The concept was developed while reviewing a client’s trust structure. The trustee of the structure was a company created to be in business as the trustee of his family trust (the private trustee company) that held his businesses, assets and homes. The company was owned by a purpose trust with a professional trustee, and the client’s eldest son was the enforcer of that purpose trust.
On the board of the private trustee company were three of the client’s professional advisers and two of his adult children, including the enforcer. The private trustee company had a contract with a professional trustee company for the provision of the administration functions, the duties of which were overseen by the board of the private trustee company.
The client was extremely pleased with the way the private trustee company and the services of the professional trustee operated. The board of the private trustee company made all the important decisions with regard to the running of the family business and the investment of the family assets owned by the private trustee company. Meanwhile, the board members all had limited liability to protect them from any decision where a loss arose to the trust’s assets.
The client did not, however, like the structure owning the private trustee company. In particular he did not like having a professional trustee holding the power to appoint and remove the board of the private trustee company, and he did not like his son in the role of the enforcer, with the power to replace the purpose trust trustee.

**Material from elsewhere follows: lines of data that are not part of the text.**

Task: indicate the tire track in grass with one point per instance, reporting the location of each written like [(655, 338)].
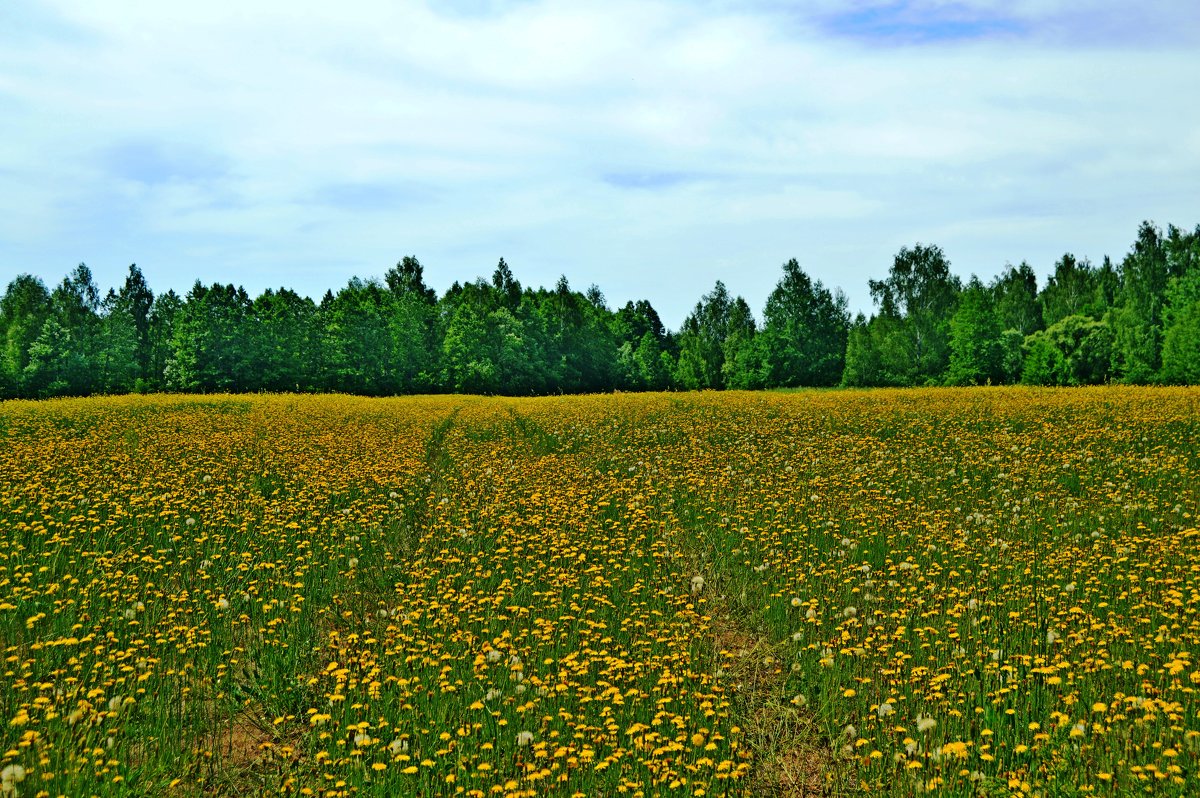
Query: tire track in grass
[(791, 755)]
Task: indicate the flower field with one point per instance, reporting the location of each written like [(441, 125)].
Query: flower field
[(961, 592)]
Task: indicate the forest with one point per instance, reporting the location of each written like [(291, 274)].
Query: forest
[(1137, 321)]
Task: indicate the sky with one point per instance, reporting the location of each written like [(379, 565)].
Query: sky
[(648, 147)]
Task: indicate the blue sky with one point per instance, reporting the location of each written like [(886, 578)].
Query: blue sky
[(649, 147)]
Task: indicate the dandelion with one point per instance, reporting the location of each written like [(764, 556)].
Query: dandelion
[(10, 778)]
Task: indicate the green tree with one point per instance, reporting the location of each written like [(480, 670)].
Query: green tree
[(161, 333), (1015, 299), (1074, 351), (135, 300), (286, 345), (1071, 291), (24, 309), (119, 370), (975, 339), (805, 329), (922, 294), (743, 365), (1181, 319), (701, 341), (1138, 318), (209, 337)]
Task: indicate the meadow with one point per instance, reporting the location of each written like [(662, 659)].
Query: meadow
[(977, 592)]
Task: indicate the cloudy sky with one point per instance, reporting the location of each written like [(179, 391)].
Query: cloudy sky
[(651, 147)]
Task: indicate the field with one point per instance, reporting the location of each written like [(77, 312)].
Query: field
[(964, 592)]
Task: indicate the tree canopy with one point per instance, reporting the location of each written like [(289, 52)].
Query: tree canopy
[(1137, 321)]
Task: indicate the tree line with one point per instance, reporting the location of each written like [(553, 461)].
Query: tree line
[(1134, 322)]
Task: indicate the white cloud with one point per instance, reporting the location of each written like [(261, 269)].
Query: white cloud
[(647, 147)]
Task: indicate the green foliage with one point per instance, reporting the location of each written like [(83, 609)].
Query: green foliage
[(1181, 340), (1074, 351), (919, 295), (805, 329), (1015, 299), (1137, 323), (975, 340)]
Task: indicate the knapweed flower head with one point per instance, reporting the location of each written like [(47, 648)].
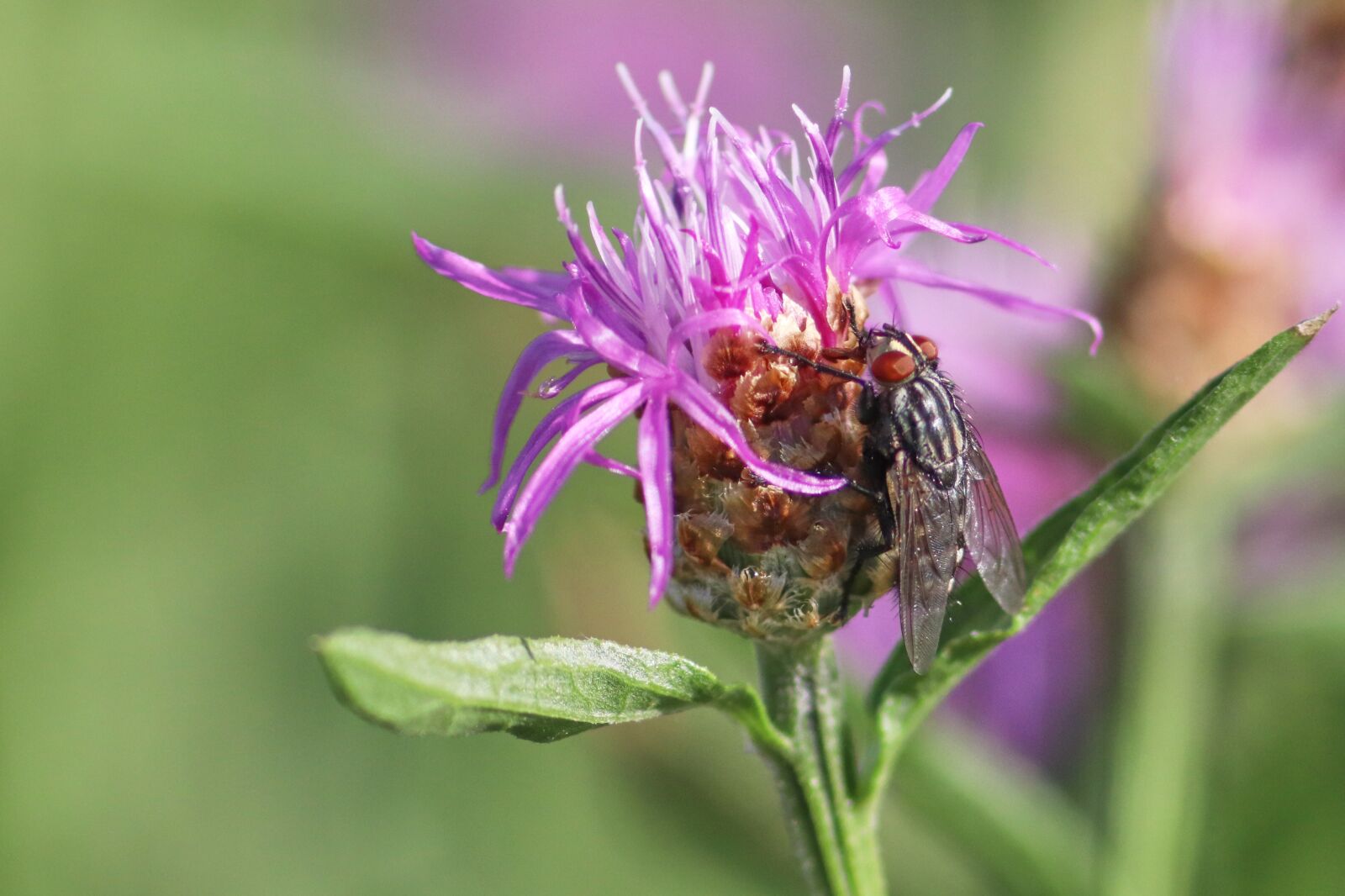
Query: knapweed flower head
[(740, 240)]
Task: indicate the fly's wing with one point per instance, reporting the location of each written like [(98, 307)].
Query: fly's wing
[(928, 540), (992, 537)]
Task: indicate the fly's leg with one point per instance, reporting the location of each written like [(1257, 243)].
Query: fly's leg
[(809, 362), (868, 551)]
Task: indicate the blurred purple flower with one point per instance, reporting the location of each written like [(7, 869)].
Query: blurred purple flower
[(1248, 215), (739, 232)]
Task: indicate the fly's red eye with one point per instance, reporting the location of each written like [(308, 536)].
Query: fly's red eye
[(927, 346), (894, 366)]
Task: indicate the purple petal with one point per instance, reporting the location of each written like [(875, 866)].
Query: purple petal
[(918, 273), (562, 417), (535, 289), (709, 320), (604, 340), (548, 347), (838, 116), (1002, 240), (825, 175), (932, 183), (709, 414), (583, 257), (603, 461), (884, 139), (656, 454), (560, 463)]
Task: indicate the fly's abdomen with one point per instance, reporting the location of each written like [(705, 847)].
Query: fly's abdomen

He felt his position would distort the independence of the purpose trust trustee, one of the duties of which was to appoint and remove the directors of the private trustee company, including his son.
What’s the purpose?
It was also questionable as to whether holding the shares in a worthless but powerful private trustee company was a purpose. Finally, there was concern as to the personal liability of the enforcer in situations where a loss was incurred to the trust assets as a result of gross negligence of the private trustee company. If the board of the company should have been removed by the purpose trust, it was unclear whether the enforcer who had power to remove the professional trustee could be personally liable for that loss for not doing their job properly.

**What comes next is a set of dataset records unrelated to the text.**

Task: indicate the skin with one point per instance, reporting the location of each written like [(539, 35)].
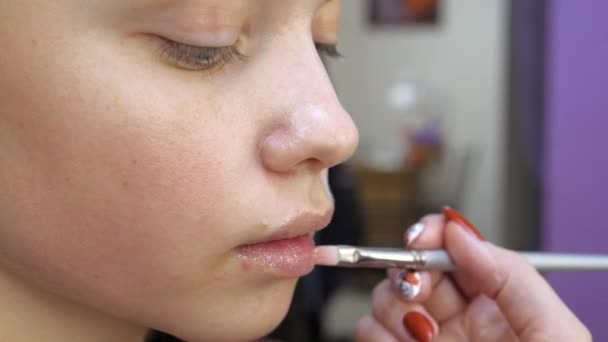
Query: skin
[(128, 182), (495, 296)]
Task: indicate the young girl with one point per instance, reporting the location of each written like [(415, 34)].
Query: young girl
[(163, 166)]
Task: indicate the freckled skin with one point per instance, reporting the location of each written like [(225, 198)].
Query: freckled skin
[(128, 184)]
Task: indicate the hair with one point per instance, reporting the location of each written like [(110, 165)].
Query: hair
[(159, 336)]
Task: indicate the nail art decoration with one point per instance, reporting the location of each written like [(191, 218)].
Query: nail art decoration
[(409, 283), (412, 233)]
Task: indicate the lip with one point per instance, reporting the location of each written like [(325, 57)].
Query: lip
[(289, 251)]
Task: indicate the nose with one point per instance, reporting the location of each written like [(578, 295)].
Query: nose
[(315, 136), (312, 130)]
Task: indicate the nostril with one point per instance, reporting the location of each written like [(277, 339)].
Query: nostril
[(311, 136)]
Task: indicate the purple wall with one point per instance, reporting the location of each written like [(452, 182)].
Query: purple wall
[(576, 176)]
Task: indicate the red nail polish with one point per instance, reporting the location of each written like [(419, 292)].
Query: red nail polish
[(453, 215), (419, 326), (410, 277)]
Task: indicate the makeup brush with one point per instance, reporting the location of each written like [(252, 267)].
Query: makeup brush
[(368, 257)]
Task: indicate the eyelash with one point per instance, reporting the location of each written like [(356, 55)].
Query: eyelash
[(199, 58)]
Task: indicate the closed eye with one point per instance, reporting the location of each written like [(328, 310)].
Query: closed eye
[(198, 58)]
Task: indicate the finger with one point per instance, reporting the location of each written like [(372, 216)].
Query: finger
[(426, 234), (368, 330), (402, 319), (446, 300), (388, 309), (521, 293), (438, 293)]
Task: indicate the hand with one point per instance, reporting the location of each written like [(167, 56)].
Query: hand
[(495, 296)]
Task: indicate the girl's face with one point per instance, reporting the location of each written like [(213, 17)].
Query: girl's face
[(151, 149)]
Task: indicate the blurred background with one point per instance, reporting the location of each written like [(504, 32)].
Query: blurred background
[(495, 107)]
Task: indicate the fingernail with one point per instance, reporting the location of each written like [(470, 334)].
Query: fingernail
[(409, 283), (453, 215), (419, 326), (412, 233)]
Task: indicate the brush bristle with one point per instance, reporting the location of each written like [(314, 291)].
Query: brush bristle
[(326, 256)]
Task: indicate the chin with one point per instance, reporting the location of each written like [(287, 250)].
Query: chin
[(252, 318)]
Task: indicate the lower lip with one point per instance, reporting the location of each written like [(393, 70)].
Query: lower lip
[(292, 257)]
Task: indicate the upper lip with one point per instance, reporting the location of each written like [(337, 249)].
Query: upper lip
[(307, 222)]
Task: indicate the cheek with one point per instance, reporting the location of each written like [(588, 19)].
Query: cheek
[(110, 184)]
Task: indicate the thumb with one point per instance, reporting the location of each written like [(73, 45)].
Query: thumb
[(522, 294)]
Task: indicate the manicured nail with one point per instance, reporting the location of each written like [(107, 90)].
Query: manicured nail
[(419, 326), (409, 283), (453, 215), (412, 233)]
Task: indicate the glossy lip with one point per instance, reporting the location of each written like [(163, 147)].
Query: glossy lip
[(289, 251)]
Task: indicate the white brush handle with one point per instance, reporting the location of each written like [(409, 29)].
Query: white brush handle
[(439, 259)]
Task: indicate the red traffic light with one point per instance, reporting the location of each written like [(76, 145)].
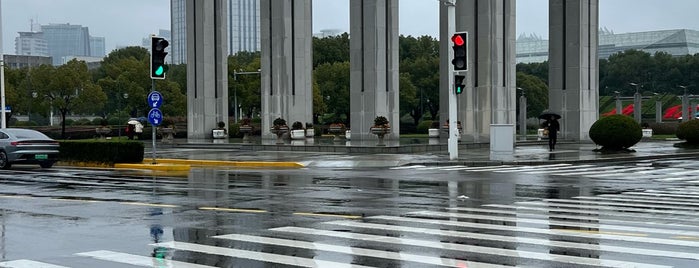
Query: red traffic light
[(458, 40)]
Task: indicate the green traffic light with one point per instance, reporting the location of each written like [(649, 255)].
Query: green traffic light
[(160, 70)]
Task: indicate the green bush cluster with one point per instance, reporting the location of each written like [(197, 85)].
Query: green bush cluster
[(689, 131), (616, 132), (424, 126), (101, 151)]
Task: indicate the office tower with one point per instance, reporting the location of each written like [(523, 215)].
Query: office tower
[(243, 25), (31, 43), (66, 40), (97, 46)]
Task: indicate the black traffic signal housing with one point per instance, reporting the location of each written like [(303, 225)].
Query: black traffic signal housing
[(459, 84), (459, 41), (158, 68)]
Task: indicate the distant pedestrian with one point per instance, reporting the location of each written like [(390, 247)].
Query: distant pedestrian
[(138, 128), (553, 127), (130, 131)]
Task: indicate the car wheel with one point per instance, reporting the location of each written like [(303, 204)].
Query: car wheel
[(46, 164), (4, 163)]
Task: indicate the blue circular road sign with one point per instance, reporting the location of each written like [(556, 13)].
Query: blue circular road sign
[(155, 116), (155, 99)]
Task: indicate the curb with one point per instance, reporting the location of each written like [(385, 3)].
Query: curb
[(250, 164), (547, 162)]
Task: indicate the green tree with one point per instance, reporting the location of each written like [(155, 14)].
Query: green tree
[(330, 49), (536, 91), (333, 81), (69, 88)]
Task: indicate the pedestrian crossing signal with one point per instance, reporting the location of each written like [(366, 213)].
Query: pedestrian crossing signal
[(460, 46), (459, 83)]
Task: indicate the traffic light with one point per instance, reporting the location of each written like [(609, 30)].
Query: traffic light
[(157, 57), (460, 60), (459, 83)]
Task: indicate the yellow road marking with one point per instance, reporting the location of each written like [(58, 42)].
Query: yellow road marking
[(327, 215), (77, 200), (16, 196), (601, 232), (686, 237), (233, 209), (148, 204)]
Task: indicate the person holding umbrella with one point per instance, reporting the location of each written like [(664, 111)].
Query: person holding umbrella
[(551, 124)]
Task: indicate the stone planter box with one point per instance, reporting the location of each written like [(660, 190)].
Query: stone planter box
[(298, 134)]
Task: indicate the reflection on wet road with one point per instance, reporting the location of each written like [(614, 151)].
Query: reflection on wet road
[(585, 215)]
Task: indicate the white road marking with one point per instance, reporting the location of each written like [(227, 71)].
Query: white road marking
[(255, 255), (137, 260)]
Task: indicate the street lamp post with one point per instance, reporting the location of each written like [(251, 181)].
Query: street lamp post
[(126, 96), (617, 94), (658, 108), (235, 90), (522, 114), (636, 103), (685, 104)]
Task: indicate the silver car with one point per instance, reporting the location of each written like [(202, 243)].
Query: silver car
[(26, 146)]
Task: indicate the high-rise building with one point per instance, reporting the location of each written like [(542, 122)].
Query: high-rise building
[(178, 28), (66, 40), (31, 43), (243, 25), (676, 42), (97, 46)]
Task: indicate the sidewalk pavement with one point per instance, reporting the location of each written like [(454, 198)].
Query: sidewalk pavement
[(525, 153)]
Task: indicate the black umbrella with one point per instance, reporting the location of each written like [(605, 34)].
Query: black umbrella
[(547, 115)]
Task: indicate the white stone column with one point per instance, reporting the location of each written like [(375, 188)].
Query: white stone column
[(573, 65), (207, 67), (373, 66), (490, 95), (286, 62)]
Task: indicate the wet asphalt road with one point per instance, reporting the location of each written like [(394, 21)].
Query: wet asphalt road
[(583, 215)]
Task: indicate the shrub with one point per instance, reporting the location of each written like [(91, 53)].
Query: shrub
[(689, 131), (279, 122), (102, 151), (380, 121), (616, 132), (297, 125), (423, 126)]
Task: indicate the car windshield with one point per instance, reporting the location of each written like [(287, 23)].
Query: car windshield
[(27, 134)]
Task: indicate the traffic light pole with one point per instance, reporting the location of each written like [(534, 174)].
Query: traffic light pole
[(152, 81), (453, 141)]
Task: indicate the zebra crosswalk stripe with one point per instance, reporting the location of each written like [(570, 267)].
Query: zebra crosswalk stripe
[(637, 201), (137, 260), (621, 204), (560, 232), (254, 255), (551, 203), (480, 236), (573, 217), (591, 211), (600, 225), (491, 251), (402, 256), (28, 264)]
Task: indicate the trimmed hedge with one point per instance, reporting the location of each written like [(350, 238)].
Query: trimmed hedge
[(102, 151), (616, 132), (689, 131)]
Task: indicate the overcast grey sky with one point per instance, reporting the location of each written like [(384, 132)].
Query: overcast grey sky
[(127, 22)]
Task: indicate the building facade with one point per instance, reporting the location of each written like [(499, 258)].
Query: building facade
[(31, 43), (243, 25), (677, 42), (66, 40), (97, 46)]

It was clear that what the client wanted was to replace the private trustee company ownership structure with a perpetual entity. In that entity officers could be appointed whose principal purpose was to ensure the directors of the private trustee company were acting properly as trustees, and to appoint and remove the directors in accordance with the articles of the company when necessary.
These officers would, of course, all need the benefit of limited liability, because the assets held in the trust were of significant value and could easily wipe out their personal wealth. Their duties were fiduciary and personal.
The solution creates an orphan self-owned entity to carry out executive functions, which is designed to sit at the top level of a private trustee company’s structure. It does not have shareholders, beneficiaries or enforcers. These are not necessary for an executive entity because it is designed to carry out executive duties only. It cannot be used to hold assets of any nature other than shares in a company of nominal value, the purpose of which is to carry out executive duties, such as a private trustee company, and such sums as are necessary to carry out executive duties.
The executive entity is therefore an ideal structure to hold the shares of the private trustee company and to be an enforcer of a purpose trust, a corporate director of a private trustee company and a protector of a trust or an advisory board. In due course it could replace the private trustee company, but not until Bahamas legislation is amended to include the ’Bahamas executive entity’ as a vehicle that could be licensed as a private trustee company.
The legislation is now before the Bahamas parliament. However, it has already attracted interest from families asking for reviews of their trust structures to improve the cost and bureaucracy of their wealth ownership structures, and to make governance more balanced as well as robust against attack from outside or inside.